Buying too much? What about the needy? O, the burdens of the season.

A week before Christmas, two women walk by the American Friends Service Committee on Cherry Street. Overhead hangs a conscience-tweaking banner: "Share the Warmth." The Utility Emergency Services Fund could use a contribution. As they pass under it, one woman tells the other, "I bought Pam a silver ring with . . .."

Outside Macy's, a Salvation Army volunteer is ringing a bell, waiting for someone to drop money into his shiny red bucket. Most shoppers forge past.

On Walnut Street, in front of the ING Direct bank and coffee shop, people dodge a man on crutches who is holding out a paper cup, asking for the kindness of a quarter or two.

'Tis the season for guilt.

In the city, the gulf between the rich and poor is always at your feet. To walk the length of Chestnut Street is to travel the edge of that grand canyon. Depending on your politics, your religion, and the thickness of your emotional callus, you may rationalize, empathize, criticize, or just not care.

But this time of year, whatever you do, it's harder.

Say what you want about the true spirit of the holidays, but for most Americans, that's no ode to immaterial joy in the bank statement.

"You buy so many gifts, and there are so many people who are less fortunate," says Sonia Forcina, co-owner of Details stationery store in Center City. Last year, she says, she spent about $2,000 on gifts for her family and friends.

"I don't need anything," she says, bearing the evidence. Chanel sunglasses, a Palm Pilot and (real) diamond earrings. "But we still give gifts. It feels like it's part of the holiday season."

This year, she and her husband vowed to skip the presents for each other because they just got an expensive puppy, she says, and introduces Gracie, a Maltese wrapped in a pink blanket, peeking its tiny head out of her shoulder bag.

Forcina told her mother and sisters that instead of buying her more stuff, they should go to justgive.org, an online clearinghouse for charities, and donate to a worthy cause. She's pretty sure that they'll buy her things anyway. And she expects to spend about as much as she did last year.

"I kind of do feel guilty," she says, but adds, "Starbucks is doing a drive for people in need." She happily contributed. "I got clothes and toys for a 9-year-old boy."
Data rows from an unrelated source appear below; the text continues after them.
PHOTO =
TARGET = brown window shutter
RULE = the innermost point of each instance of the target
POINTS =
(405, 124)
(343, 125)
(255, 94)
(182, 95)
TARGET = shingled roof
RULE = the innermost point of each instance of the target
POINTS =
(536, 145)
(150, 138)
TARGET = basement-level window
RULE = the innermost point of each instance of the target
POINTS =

The spending conundrum creates a lot of anxiety for people, says Jane Hammerslough, author of Dematerializing: Taming the Power of Possessions.

"There's an enormous weight that comes with the season," she says. "Gifts are the most potent symbol that you care in American culture."

Women, especially, tend to get caught in a guilty bind. They worry that they might disappoint their children, husbands, friends and relatives by not getting them the right gift, or buying enough, Hammerslough says. And then they worry about spending too much. Not only more than the family budget can handle, but more than seems right, given the profound needs of the indigent here and abroad.

Around the city last week, you could almost hear the whips cracking as people flogged themselves for all kinds of perceived lapses.

"It's pretty slow today. I feel so guilty," says Susan Sullivan, 59, halfway through a day running a pottery booth for a friend in Reading Terminal. "I haven't sold much."

Sullivan, a former administrator at Drexel University who is looking for full-time work, says, "Maybe I shouldn't let her pay me what she was going to." (Her friend called five minutes later and told her not to be ridiculous.)

"I told my family that I don't need anything this year," says Arienne Thaw-Bolton, a 28-year-old nanny who had just spent $88 on a Lucky Brand sweatshirt for her cousin. And if her family obeyed, and didn't buy her anything?

"I'd feel miserable!"

Material excess aside, with concerns about global warming, there are as many extra reasons to feel guilty as there are one-day-only sales. Driving around to go shopping. The waste of all that paper and ribbon in the gift wrap. The landfill of Styrofoam in the coffee cups and disposable salad trays tossed out after shoppers refuel in food courts.

"There is so much to feel bad about," says Hammerslough. "You have to give yourself a bit of a break."

Although the evidence is purely anecdotal, men seem to feel less emotional strain around the whole gift-giving mission. Of a dozen shoppers interviewed in Philadelphia last week, all but two of the women confessed to some guilt about buying. Not one of the men.

"You need to spend to keep the economy going," explains Drew Aldinger, 35, a lawyer who had just bought two boxes of chocolates: one for his mother and the other for a neighbor who had just made a blanket for the baby he and his wife are expecting any day.

Oh, for the carefree mindset of William Hanna, a 20-year-old sophomore at Temple University: "You can't be responsible for the whole world," he says, then begs off any further questions, explaining, "I have a lot more shopping to do."

One way for the guilt-ridden to lighten the emotional load, says Hammerslough, is to keep in mind that "purchasable solutions don't last. The day, or hour, you spend with someone is worth more than anything you can buy for them."

That's exactly what Beth Kramer and her aunt Ruth Tavani decided after going to see the light show and having lunch at Macy's.

"We had such a good time," says Kramer, 27, a billing manager from Drexel Hill, "that we decided not to exchange gifts, and just do this again."

"We're going to spend another day together like today," says Tavani, 59, who has been deaf since childhood. "I've always been the kind of person who tried to soak in as much of the people I love as possible, knowing they won't be around forever."

"But," says Kramer with a sigh, "I almost feel that if I don't spend, I'm hurting the economy." (She bought her mother some very nice perfume, which came with a free gift of makeup.)

The trick is finding the right balance, says Hammerslough. "An expensive gift can show that you value someone." At the other extreme, she recalls a friend who once received a used bathrobe as a present.

"Yes, objects do speak loudly," she says. "But the point is not to let them say too much. They are never as articulate as what you say in words."